Thanks for this proposal. 
I think we discussed this use case on the [mailing list 
before|https://lists.apache.org/thread.html/7ec475aad09f10488d091857abd3c9fbcbc2a4127cd0f88dabb47595@%3Cdev.flink.apache.org%3E].

One of the main goals of Flink's Table API and SQL on streams are unified 
semantics for queries on streams and batch tables.
This is very important in order to run the same query on streams and historic 
data (archived streams).

So far, the APIs comply with this requirement.
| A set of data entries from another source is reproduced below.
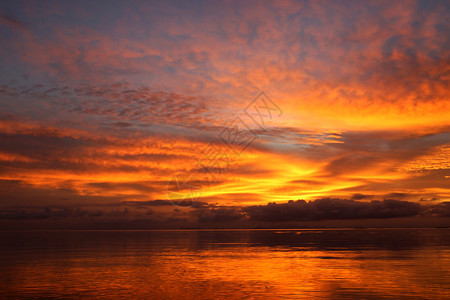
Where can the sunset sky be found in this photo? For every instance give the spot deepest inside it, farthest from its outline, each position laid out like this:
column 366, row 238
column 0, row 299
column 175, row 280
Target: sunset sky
column 107, row 105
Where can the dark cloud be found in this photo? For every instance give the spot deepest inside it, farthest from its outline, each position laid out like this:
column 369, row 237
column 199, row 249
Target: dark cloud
column 332, row 208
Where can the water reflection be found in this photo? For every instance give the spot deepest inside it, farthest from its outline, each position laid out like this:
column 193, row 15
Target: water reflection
column 234, row 264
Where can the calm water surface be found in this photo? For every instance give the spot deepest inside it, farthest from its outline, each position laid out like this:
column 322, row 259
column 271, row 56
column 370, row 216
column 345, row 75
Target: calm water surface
column 226, row 264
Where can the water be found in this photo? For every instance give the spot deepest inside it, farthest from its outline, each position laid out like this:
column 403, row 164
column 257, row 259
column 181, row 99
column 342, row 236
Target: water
column 226, row 264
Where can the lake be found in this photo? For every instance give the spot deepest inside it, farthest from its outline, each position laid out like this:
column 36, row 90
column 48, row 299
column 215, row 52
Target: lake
column 226, row 264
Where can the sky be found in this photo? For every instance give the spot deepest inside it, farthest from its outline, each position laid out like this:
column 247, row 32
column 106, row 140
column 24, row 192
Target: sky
column 198, row 113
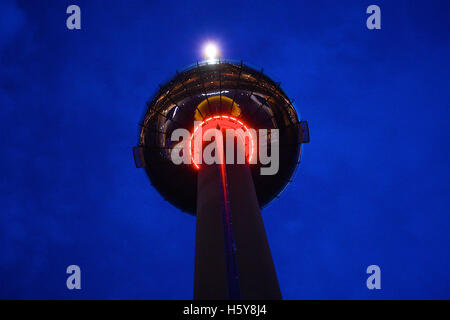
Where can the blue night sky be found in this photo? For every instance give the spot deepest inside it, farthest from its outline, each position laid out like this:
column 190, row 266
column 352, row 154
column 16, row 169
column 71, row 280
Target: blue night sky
column 372, row 188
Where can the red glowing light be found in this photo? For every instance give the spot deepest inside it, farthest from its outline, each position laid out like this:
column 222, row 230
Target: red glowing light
column 229, row 119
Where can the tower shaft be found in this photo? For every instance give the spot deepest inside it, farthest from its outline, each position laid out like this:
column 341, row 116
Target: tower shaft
column 232, row 254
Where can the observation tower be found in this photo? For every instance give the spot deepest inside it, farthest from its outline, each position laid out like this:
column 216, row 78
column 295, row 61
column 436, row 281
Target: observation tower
column 232, row 254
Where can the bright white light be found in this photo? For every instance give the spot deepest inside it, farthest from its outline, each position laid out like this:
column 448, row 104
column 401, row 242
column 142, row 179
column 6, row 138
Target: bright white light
column 211, row 51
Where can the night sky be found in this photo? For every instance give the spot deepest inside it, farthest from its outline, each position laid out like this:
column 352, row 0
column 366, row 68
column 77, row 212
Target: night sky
column 372, row 188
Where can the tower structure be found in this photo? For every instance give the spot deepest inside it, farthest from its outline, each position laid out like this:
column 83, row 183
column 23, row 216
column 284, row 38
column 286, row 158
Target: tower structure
column 232, row 254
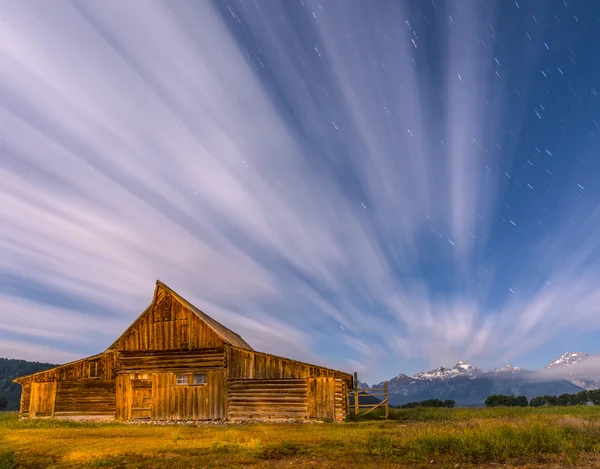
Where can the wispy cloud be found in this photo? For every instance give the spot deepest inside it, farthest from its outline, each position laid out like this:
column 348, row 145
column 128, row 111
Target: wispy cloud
column 303, row 172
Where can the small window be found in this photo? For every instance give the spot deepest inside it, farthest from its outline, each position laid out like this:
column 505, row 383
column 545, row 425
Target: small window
column 182, row 379
column 199, row 379
column 95, row 370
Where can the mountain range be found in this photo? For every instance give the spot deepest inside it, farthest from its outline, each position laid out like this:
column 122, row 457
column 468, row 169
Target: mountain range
column 470, row 386
column 463, row 383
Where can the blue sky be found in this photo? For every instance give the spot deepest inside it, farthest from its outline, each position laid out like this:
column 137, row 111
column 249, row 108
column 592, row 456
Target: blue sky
column 381, row 187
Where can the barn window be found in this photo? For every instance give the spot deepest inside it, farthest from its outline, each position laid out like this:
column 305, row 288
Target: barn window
column 199, row 379
column 182, row 379
column 95, row 370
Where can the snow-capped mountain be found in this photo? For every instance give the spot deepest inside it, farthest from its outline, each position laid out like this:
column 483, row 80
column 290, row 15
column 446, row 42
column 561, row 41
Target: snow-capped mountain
column 508, row 368
column 469, row 385
column 578, row 368
column 461, row 368
column 569, row 358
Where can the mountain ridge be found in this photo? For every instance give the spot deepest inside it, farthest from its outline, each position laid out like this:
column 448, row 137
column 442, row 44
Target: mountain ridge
column 470, row 386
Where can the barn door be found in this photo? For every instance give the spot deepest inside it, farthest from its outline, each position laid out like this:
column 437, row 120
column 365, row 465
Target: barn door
column 141, row 399
column 321, row 398
column 43, row 396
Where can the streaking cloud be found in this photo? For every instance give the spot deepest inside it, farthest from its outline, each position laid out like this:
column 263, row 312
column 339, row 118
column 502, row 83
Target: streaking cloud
column 373, row 188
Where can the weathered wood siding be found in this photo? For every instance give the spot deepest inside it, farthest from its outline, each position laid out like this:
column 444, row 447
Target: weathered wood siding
column 42, row 399
column 249, row 364
column 164, row 399
column 171, row 360
column 325, row 390
column 341, row 400
column 80, row 369
column 85, row 397
column 25, row 399
column 321, row 398
column 266, row 399
column 168, row 325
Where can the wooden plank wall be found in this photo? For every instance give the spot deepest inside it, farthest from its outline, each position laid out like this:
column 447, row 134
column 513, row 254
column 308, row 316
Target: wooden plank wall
column 171, row 360
column 42, row 399
column 326, row 389
column 321, row 398
column 80, row 369
column 87, row 397
column 266, row 399
column 168, row 325
column 249, row 364
column 171, row 401
column 341, row 400
column 25, row 399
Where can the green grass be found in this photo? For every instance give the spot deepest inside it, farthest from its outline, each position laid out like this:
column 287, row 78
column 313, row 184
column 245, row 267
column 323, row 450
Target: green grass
column 481, row 437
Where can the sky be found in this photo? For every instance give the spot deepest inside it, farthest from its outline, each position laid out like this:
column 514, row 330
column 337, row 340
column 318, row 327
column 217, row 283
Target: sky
column 375, row 186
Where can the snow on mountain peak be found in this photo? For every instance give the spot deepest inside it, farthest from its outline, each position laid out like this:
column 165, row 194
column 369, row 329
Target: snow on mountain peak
column 508, row 367
column 460, row 368
column 569, row 358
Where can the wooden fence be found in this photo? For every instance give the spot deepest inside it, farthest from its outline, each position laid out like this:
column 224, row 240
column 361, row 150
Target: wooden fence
column 379, row 393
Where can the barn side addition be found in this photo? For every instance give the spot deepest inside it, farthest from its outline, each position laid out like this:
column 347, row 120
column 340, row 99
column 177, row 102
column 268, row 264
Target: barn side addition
column 177, row 363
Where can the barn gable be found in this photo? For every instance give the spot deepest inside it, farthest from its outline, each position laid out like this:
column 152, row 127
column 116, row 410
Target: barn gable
column 171, row 322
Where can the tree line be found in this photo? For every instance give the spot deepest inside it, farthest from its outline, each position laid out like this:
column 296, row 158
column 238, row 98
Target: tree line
column 591, row 397
column 449, row 403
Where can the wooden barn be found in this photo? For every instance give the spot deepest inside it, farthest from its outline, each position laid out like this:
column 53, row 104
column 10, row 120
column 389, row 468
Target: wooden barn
column 176, row 363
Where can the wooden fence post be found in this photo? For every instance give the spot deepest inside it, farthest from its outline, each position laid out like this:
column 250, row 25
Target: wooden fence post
column 355, row 382
column 387, row 402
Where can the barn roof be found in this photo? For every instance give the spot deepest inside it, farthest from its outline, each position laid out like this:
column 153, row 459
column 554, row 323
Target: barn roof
column 226, row 334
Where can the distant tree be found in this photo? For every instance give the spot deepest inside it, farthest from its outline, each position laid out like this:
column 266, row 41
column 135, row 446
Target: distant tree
column 594, row 397
column 409, row 405
column 537, row 401
column 508, row 401
column 564, row 399
column 581, row 398
column 519, row 401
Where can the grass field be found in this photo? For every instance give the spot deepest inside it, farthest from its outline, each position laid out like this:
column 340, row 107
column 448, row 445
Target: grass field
column 550, row 437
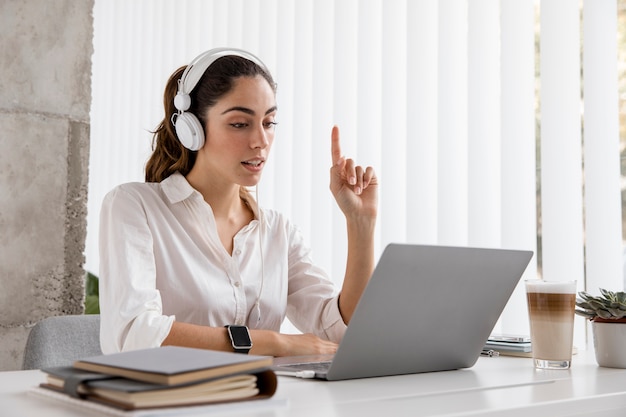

Streams are logically converted 
into tables by appending events to a conceptual table.
Running a query on such an append table must return the same result regardless 
whether the it is executed in a streaming (the append table is continuously 
updated) or in a batch (the append table is already fixed) fashion.

This is not the case for the semantics that you propose in this JIRA. 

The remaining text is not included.